Last week Department of Economics hosted Prof. Peter Diamond, professor of Economics at Massachusetts Institute of Technology and the recipient of the 2010 Nobel Prize in Economics. Prof. Diamond delivered a lecture at the Department of Economics Seminar Series, entitled “Interpreting the Beveridge Curve”. The lecture focused on the patterns of recovery in the U.S. labor markets, with the aim of identifying the stylized facts regarding the effects of the most recent economic crisis. The Beveridge curve reflects the curve fitted empirically to observed combinations of unemployment and vacancy rates at each instant in time; a curve that can also be interpreted as reflecting the steady state relationship between unemployment and vacancies. The Beveridge Curve pertains information about the matches between the vacancies posted by the firms and the workers. Following the recent economic crisis the matching rates in the US have decreased. Identifying the causes of this decrease is a necessary step in identifying the appropriate policy response.

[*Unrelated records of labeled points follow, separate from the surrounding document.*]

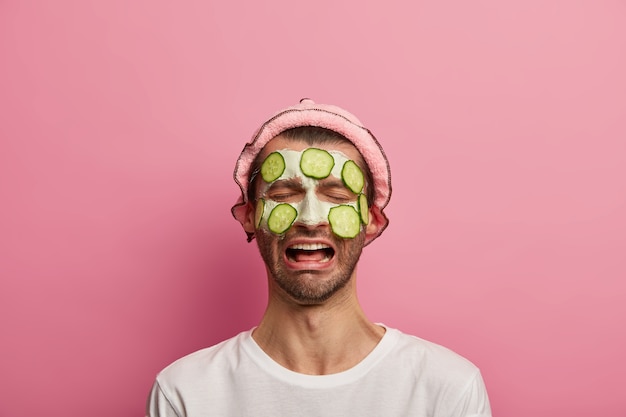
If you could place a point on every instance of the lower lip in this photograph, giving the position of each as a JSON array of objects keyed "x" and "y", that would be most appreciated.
[{"x": 308, "y": 265}]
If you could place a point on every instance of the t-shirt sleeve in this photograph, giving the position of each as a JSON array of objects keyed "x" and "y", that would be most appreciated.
[
  {"x": 474, "y": 402},
  {"x": 158, "y": 404}
]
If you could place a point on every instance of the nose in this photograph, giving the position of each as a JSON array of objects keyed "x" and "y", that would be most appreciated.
[{"x": 311, "y": 211}]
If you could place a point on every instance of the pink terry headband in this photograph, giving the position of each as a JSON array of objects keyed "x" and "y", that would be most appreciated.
[{"x": 308, "y": 113}]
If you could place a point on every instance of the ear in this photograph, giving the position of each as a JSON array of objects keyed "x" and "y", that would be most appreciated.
[
  {"x": 377, "y": 224},
  {"x": 248, "y": 221}
]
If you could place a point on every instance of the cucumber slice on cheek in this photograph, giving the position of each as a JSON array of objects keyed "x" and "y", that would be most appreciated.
[
  {"x": 273, "y": 167},
  {"x": 344, "y": 221},
  {"x": 258, "y": 215},
  {"x": 281, "y": 218},
  {"x": 353, "y": 177}
]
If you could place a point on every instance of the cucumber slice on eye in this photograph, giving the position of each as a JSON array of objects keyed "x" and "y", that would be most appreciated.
[
  {"x": 352, "y": 176},
  {"x": 364, "y": 210},
  {"x": 258, "y": 214},
  {"x": 345, "y": 221},
  {"x": 273, "y": 167},
  {"x": 281, "y": 218},
  {"x": 316, "y": 163}
]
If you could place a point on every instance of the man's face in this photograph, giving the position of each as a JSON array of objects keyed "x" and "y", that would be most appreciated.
[{"x": 307, "y": 260}]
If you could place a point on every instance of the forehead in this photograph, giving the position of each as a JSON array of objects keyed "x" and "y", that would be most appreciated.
[{"x": 281, "y": 142}]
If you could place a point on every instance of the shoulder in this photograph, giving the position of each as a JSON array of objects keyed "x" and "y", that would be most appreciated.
[
  {"x": 435, "y": 360},
  {"x": 204, "y": 362}
]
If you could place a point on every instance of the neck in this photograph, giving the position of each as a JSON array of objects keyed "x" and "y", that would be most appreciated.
[{"x": 317, "y": 339}]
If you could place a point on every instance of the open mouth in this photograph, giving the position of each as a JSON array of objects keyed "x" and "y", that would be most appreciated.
[{"x": 310, "y": 252}]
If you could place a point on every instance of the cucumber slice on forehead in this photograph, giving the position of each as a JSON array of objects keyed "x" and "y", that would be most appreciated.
[
  {"x": 273, "y": 167},
  {"x": 364, "y": 209},
  {"x": 344, "y": 221},
  {"x": 352, "y": 176},
  {"x": 281, "y": 218},
  {"x": 316, "y": 163}
]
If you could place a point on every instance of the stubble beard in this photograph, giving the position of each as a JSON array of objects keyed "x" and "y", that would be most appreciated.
[{"x": 307, "y": 286}]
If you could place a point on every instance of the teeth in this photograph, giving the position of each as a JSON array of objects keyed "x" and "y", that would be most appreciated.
[{"x": 309, "y": 246}]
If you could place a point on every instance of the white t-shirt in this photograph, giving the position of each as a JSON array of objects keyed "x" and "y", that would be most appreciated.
[{"x": 403, "y": 376}]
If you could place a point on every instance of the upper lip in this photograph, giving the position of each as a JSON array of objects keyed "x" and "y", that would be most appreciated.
[{"x": 310, "y": 244}]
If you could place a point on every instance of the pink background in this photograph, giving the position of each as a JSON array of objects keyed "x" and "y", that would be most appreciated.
[{"x": 120, "y": 122}]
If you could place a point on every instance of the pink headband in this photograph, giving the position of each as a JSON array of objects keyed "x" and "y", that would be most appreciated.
[{"x": 308, "y": 113}]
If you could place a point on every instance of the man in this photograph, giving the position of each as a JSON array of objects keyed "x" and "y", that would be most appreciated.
[{"x": 314, "y": 184}]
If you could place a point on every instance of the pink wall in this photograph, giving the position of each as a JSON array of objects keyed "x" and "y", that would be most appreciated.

In the lecture Prof. Diamond presented several stylized facts from the U.S. labor market, indicators allowing for a discussion of whether the decrease in matches was due to the business cycle conditions changing in the U.S. or a trend change. Identifying whether the effects are dominantly cyclical or structural, respectively provide a basis for policy guidance. The evidence and discussion presented by Prof. Diamond aimed at discussing whether the phenomenon was a movement along the Beveridge curve or a shift in the curve. Movements along the Beveridge Curve suggest that there are cyclical effects in the labor market, whereas shifts of the curve suggest that there has been a structural change creating a dominating structural effect. In the lecture, Prof. Diamond presented stylized facts that provided evidence that cyclical effects rather than a structural change have resulted in lower matching rates.
Prof. Diamond was one of the three 2010 economics Nobel laureates, who were recognized for their work on the frictions in the labor market job search process and their implications on unemployment. The lecture was based on this search theory framework that allows for identifying and discussing the patterns of hires and separations individually, rather than the sheer difference between the two that reflects the net employment patterns in a given period. Prof. Diamond reiterated the importance of doing so, given the very high levels of hires and separations which are hidden in the relatively low levels of employment generation.